The next three lines indicate that the plot should range over all $z$ in the square $[-1, 1] \times [-1, 1]$. The function calculation is a bit of an oddity. It turns out that sage's complex_plot colors NaN values or inf values as white. So one way to plot only the disk and not do anything with masking or something more clever is to explicitly define your function to be infinite outside the disk — in plots it will be white, like the default background. Inside the disk, for each $z$ in the disk, $f($Dtoq(z)$)$ converts $z$ from disk coordinates to $q$-coordinates as above, and plots it.

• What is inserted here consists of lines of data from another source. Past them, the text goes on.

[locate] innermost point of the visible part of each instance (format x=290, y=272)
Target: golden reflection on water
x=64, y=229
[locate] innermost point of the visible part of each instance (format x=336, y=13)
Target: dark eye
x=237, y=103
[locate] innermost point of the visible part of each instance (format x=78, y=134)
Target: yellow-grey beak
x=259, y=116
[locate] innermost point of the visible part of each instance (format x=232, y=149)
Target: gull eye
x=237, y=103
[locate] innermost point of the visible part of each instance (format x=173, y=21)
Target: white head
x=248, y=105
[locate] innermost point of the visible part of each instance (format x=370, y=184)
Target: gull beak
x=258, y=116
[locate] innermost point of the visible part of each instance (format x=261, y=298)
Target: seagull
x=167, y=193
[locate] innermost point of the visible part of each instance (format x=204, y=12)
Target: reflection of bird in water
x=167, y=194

The remaining bits are sage plotting options. They set the size of the plot and the aspect ratio. The argument plot_points is important. One cannot compute every value of $f$ on the disk, as there are infinitely many. Instead, one computes values on a mesh of points and then interpolates between them for colors, and plot_points controls how fine the mesh is. More plot points means more points are actually computed.

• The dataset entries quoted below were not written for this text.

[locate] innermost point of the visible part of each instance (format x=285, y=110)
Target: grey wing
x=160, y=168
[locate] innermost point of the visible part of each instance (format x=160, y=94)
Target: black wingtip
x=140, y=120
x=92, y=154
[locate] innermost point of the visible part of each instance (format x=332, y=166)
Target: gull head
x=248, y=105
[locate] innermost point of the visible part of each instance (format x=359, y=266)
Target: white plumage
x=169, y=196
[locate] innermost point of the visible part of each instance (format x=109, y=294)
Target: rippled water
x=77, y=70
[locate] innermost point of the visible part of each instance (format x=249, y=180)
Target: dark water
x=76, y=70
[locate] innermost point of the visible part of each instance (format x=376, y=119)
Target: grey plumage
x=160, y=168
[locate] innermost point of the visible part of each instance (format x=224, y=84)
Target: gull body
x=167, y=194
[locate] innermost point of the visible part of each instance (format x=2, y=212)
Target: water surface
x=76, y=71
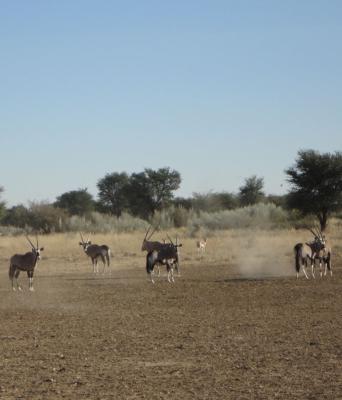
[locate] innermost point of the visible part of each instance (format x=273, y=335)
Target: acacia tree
x=251, y=192
x=152, y=190
x=113, y=192
x=316, y=184
x=76, y=202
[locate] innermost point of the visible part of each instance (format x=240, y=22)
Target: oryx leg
x=104, y=263
x=320, y=268
x=15, y=276
x=304, y=269
x=30, y=276
x=327, y=266
x=169, y=268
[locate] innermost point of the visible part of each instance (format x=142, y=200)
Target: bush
x=260, y=215
x=104, y=223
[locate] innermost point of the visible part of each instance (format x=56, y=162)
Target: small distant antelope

Additional notes and references.
[1]: These are the Fourier coefficients at the cusp at $\infty$. There are possibly other cusps, with possibly different $q$-expansions. This can be confusing. For more about this, I suggest reading the first chapter of Diamond and Shurman — Iwaniec's Topics in Classical Modular Forms for a more rigorous, less friendly description.
[2]: There are other ways. This particular modular form is particularly famous, and you can get the exact same representation with delta_qexp(100).truncate(). These are also already computed and stored as Modular form 1.12.a.a in the LMFDB, and it's possible to retrieve these expansions directly from there.
[3]: This is dense code. Using lambdas like this to give one-line function definitions is a code smell. Explicitly giving names to anonymous functions is a code smell. But I think it expresses the mathematics very cleanly.